Teure Trassen
Für die Energiewende muss das Leitungsnetz ausgebaut werden – Eine Studie offenbart nun neue Milliardenkosten
BERLIN - Damit die Energiewende gelingt, muss das deutsche Stromnetz deutlich vergrößert werden. Das geht aus dem Entwurf des „Netzentwicklungsplan 2030“hervor, den die Stromnetzbetreiber am Montag vorgelegt haben. Weil die bisher bis 2025 geplanten drei Hochleistungstrassen nicht ausreichen, müssten bis 2030 zwei weitere Trassen gebaut werden. „In allen Szenarien ist ein weiterhin steigendes innerdeutsches Gefälle bei der Stromerzeugung zu beobachten“, haben die Netzbetreiber festgestellt. Zusätzlich 1160 Kilometer Leitung sollen deswegen vier Gigawatt Strom entlang eines Korridors von Schleswig-Holstein bis ins badenwürttembergische Altbach (Landkreis Esslingen) transportieren.

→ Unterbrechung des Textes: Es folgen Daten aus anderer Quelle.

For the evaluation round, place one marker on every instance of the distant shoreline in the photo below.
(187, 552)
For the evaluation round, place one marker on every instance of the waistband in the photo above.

Bisher waren mit „Korridor A“im Westen, „Südlink“in Mitteldeutschland und „Südostlink“in Ostdeutschland drei Stromautobahnen geplant. Weil CDU/CSU und SPD in ihrem Koalitionsvertrag jedoch beschlossen haben, den Anteil erneuerbarer Energien bis 2030 auf 65 Prozent auszubauen, reicht deren Kapazität von acht Gigawatt wohl nicht aus. In früheren Netzentwicklungsplänen rechneten die Netzbetreiber mit einem kleineren Anteil.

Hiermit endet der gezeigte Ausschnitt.